As other central banks in the developed world battle inflation and raise interest rates, the BOJ is going the opposite way out of a belief that it has not met its goal of sustained 2% inflation. But foreign investors doubt that it can continue and are dumping Japanese bonds.
The BOJ has responded by kicking its bond purchases into overdrive to keep long-term yields down. How much longer might it keep the pedal to the metal?
Fresh reports have it that the share of Japanese government bonds held by the Bank of Japan has topped 50% on a market value basis for the first time, new data shows, as the bank continues with large-scale purchases to maintain ultralow interest rates.
The BOJ held 535.62 trillion yen ($3.92 trillion) in Japanese government bonds by market value at the end of September, excluding treasury discount bills, according to its Flow of Funds Accounts report published Monday.
This represented 50.3% of the outstanding balance of nearly 1.07 quadrillion yen — up from 49.6% at the end of June.
The figure came to around 10% a decade earlier.
Including treasury discount bills, the BOJ held 44.9% of the outstanding balance, followed by insurers and pension funds at 19.6%, overseas investors at 14.1%, and banks and other depository corporations at 13.2%.
Japanese interest rates have faced upward pressure since the spring as U.S. and European central banks raise rates in response to global inflation. Investors, particularly those overseas, have accelerated sales of Japanese government bonds on speculation that the BOJ will eventually adjust its monetary policy as well. But the central bank has instead conducted unlimited buying operations to defend a 10-year yield cap of around 0.25%.
Its bond holdings have only continued to grow since September. The central bank held a record 51.4% of outstanding long-term Japanese government bonds by face value as of December 9, according to Nikkei group company QUICK. The BOJ’s annual bond purchases have topped 100 trillion yen for the first time in six years as it fights continued upward pressure on rates.
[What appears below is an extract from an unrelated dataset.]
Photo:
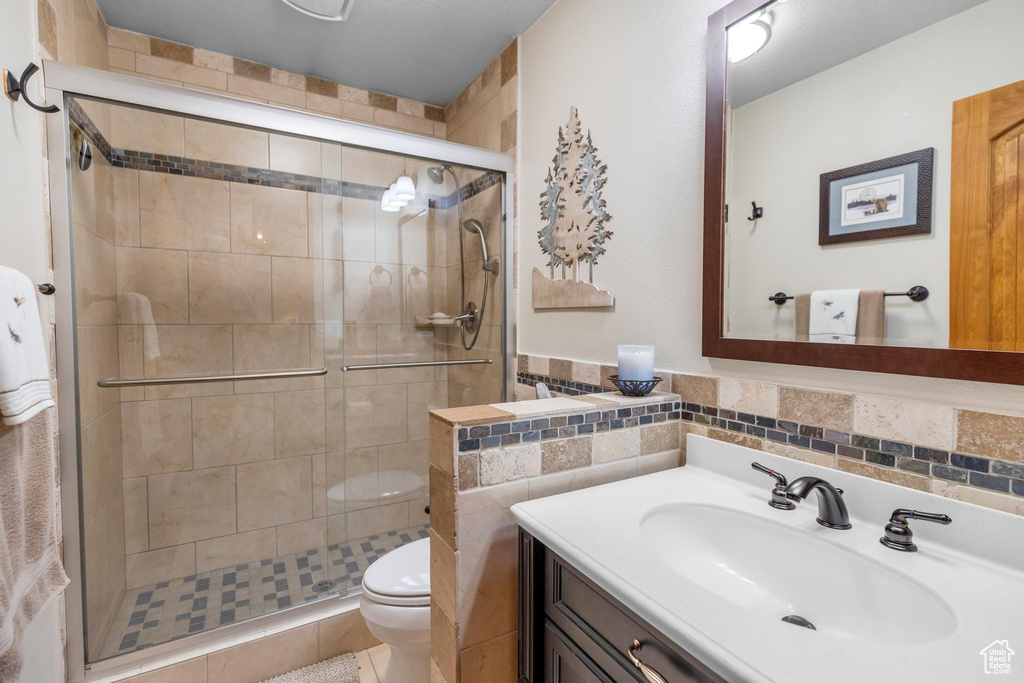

The BOJ maintains a disproportionately large portfolio compared with key counterparts. Its asset holdings equal 126% of nominal gross domestic product, according to SMBC Nikko Securities, versus 34% for the U.S. Federal Reserve and 67% for the European Central Bank. Both the Federal and the ECB have already halted large-scale bond purchases and are turning to quantitative tightening — a scaling back of their balance sheets — as inflation rages.
Inflation in Japan is now above 3%. Still, the BOJ does not see growth in consumer prices hitting its 2% goal sustainably and remains committed to large-scale easing until wages start to rise.